И вот снова эта кость. Штефани в поисках поддержки посмотрела на Теофила, но тот пялился в свою тарелку.
Регина тем временем передохнула и воспользовалась неловкой паузой, возникшей за столом.
– А вы знаете, что скоро в городе будет Шульт?[53] Он противный, но в чем-то забавный, я устраиваю вечер, что-то вроде round-table-talk[54] с едой, вы все не-пре-мен-но должны прийти, будет очень забавно, Пао приготовит стол, и Хаусманн уже дал согласие!
Сибилла с отвращением взяла свой бокал.
– Этот Шульт омерзителен. Вы не видели недавно, как он вешался на шею одному журналисту? Беззастенчивый конъюнктурщик, панегирист!
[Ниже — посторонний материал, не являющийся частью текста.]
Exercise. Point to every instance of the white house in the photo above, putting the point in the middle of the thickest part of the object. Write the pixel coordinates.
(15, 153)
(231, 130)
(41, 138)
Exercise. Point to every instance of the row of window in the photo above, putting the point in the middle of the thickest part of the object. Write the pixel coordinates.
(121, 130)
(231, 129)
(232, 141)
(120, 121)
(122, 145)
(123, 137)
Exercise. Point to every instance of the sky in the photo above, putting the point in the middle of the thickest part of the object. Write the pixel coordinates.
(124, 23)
– Слишком красивое слово для такого человека, – сказал Себастьян Тин.
– Хаусманн, н-да… – протянул Герман Грюнберг, делая выпад в сторону восторженной Крессвиц. – Милый человек, без сомнения, но когда же ему наконец подарят собаку? Как же слепому без проводника?
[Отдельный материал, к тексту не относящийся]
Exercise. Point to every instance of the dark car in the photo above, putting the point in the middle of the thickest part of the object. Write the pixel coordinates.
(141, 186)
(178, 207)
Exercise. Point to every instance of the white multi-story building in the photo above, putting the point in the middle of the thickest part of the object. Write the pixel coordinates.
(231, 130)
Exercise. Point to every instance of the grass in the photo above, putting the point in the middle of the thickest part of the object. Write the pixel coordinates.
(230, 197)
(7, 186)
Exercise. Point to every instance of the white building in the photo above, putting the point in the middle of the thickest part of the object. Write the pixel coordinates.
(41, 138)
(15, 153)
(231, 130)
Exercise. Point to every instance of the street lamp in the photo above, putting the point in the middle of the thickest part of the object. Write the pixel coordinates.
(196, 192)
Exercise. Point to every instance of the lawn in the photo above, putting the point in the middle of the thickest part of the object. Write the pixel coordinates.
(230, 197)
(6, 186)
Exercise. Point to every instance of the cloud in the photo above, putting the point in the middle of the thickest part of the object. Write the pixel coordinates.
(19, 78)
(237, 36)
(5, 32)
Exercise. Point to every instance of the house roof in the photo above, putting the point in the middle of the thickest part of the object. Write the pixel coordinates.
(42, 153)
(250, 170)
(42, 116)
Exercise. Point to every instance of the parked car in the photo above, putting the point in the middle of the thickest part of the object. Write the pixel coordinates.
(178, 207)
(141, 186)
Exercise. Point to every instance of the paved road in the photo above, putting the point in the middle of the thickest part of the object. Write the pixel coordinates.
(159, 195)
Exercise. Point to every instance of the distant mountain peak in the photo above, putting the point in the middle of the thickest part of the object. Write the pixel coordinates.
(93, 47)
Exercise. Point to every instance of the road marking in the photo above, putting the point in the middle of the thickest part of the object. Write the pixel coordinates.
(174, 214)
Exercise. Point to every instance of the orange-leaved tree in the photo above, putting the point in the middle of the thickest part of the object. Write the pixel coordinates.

– Вы не преувеличиваете? – спросил Теофил дипломатично.
– Нет, ни капельки. – Тон Германа приобрел коварную мягкость. – Судите сами, человек пишет целую книгу о том, кем был человек в цилиндре на картине Мане «Нана» – женихом, исчезающим сразу после акта, или честным семьянином, терпеливо ожидающим, пока его жена закончит туалет для совместного выхода в свет. Но ведь всякий разумный человек понимает, что цилиндр только потому появился на картине, что Мане именно в этом месте нужно было черное пятно.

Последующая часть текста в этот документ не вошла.